Credit card transaction rates are still a contentious point with merchants and retailers and newer digital wallets like Apple Pay and the forthcoming CurrentC developed by the consortium known as MCX, which counts Rite Aid, CVS, and Walmart among its members, are caught in the middle. The issue brought up at the recent Money 2020 conference is how systems like Apple Pay handle card transaction rates between in-store and in-app purchases, and it was an issue raised by Walmart executive Mike Cook during a Q&A session.

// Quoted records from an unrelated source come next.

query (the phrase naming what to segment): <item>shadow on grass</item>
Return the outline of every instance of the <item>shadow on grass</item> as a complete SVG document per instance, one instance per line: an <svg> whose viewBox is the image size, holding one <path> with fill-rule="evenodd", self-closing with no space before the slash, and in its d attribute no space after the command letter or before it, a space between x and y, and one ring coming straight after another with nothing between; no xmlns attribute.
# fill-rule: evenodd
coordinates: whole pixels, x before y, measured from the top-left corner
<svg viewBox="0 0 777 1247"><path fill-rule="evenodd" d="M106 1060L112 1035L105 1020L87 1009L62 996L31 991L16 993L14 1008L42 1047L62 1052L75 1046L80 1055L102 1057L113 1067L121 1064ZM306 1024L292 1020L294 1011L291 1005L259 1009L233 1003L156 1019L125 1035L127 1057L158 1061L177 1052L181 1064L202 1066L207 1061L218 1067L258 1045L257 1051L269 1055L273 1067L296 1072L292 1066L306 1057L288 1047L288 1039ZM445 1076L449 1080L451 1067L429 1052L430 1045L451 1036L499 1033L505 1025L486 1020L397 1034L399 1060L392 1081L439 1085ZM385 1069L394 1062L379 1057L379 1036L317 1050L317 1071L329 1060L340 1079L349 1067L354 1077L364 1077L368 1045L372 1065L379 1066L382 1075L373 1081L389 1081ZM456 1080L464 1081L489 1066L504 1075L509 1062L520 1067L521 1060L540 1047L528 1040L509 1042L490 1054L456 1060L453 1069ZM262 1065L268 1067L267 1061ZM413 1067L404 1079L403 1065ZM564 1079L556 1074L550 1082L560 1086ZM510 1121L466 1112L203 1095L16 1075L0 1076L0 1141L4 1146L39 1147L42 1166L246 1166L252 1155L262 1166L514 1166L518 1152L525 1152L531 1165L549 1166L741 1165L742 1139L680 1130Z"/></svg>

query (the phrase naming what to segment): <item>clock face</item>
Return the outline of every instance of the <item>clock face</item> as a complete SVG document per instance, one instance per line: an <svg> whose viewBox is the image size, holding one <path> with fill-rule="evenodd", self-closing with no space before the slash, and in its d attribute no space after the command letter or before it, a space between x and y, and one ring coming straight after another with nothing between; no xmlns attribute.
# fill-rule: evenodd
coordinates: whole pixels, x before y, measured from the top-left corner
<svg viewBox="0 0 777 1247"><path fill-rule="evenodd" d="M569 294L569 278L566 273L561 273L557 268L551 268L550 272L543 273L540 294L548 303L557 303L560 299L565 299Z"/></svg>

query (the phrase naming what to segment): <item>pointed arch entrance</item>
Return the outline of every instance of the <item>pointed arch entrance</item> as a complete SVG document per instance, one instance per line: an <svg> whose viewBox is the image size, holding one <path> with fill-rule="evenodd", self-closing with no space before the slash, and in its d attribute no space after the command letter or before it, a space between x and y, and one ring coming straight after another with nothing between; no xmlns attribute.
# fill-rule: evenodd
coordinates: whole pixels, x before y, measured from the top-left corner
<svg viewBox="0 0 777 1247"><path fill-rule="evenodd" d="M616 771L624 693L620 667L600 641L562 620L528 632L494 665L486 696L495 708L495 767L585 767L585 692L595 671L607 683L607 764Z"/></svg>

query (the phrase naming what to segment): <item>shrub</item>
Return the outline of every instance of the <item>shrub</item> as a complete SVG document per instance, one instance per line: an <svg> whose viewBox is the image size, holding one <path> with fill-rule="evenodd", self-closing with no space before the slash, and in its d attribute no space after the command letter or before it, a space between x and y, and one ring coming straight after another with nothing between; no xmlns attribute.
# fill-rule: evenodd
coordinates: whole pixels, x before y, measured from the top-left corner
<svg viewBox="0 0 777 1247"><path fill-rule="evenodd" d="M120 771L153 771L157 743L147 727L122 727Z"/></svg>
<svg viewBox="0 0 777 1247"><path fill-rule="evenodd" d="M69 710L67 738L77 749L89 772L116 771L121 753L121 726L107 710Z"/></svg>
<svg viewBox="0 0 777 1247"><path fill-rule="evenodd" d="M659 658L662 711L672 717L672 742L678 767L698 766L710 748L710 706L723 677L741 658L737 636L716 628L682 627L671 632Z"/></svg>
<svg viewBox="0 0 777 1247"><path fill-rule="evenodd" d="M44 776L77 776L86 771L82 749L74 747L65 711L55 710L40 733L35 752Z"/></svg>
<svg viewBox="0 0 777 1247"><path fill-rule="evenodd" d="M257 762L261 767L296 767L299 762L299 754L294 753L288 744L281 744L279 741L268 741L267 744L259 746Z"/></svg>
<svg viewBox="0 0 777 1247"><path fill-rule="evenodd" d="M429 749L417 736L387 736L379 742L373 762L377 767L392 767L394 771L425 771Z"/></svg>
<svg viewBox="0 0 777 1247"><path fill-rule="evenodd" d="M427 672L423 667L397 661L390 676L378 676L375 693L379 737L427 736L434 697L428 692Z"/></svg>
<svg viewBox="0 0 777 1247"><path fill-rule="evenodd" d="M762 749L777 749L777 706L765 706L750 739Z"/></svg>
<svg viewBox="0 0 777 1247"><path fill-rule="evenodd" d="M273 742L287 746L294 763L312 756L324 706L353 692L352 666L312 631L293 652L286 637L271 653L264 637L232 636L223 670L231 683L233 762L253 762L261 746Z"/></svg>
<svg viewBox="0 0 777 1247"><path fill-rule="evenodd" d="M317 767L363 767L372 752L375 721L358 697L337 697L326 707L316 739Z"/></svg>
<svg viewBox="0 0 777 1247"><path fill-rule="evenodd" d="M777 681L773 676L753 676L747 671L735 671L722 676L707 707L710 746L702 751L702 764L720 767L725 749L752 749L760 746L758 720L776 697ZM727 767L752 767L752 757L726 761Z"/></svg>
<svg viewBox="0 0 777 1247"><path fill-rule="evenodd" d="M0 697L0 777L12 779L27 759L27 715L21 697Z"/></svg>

Walmart's Cook brought up an interesting point during his question, stating that if Apple Pay is secure, then why would merchants, like his company Walmart, be charged a credit card present rate, which is a much lower transaction fee, for in-store purchases through NFC, but then for in-app purchases be charged a higher transaction fee designated by a card not present rate.
The Visa exec responded to that question stating that it worked out that way because in-store transactions utilize one system while in-app purchases utilize another system.
Re/Code went as far as saying that the discrepancy between credit card transaction rates is a reason "why Walmart will never accept Apple Pay."
When you watch the interaction between Cook, one of the biggest champions of MCX, and Visa's McCarthy, this should come as no surprise. Nor should the realization that Walmart will never accept Apple Pay, the service that the credit card networks support.
As a member of MCX, Walmart's CurrentC standard, which competes with Apple Pay, would tap into bank accounts, rather than credit cards, for lower transaction rates than what credit cards charge. MCX denies that credit card rates and fees are reasons why it doesn't support Apple Pay, choosing instead to play up loyalty rewards and ease of use.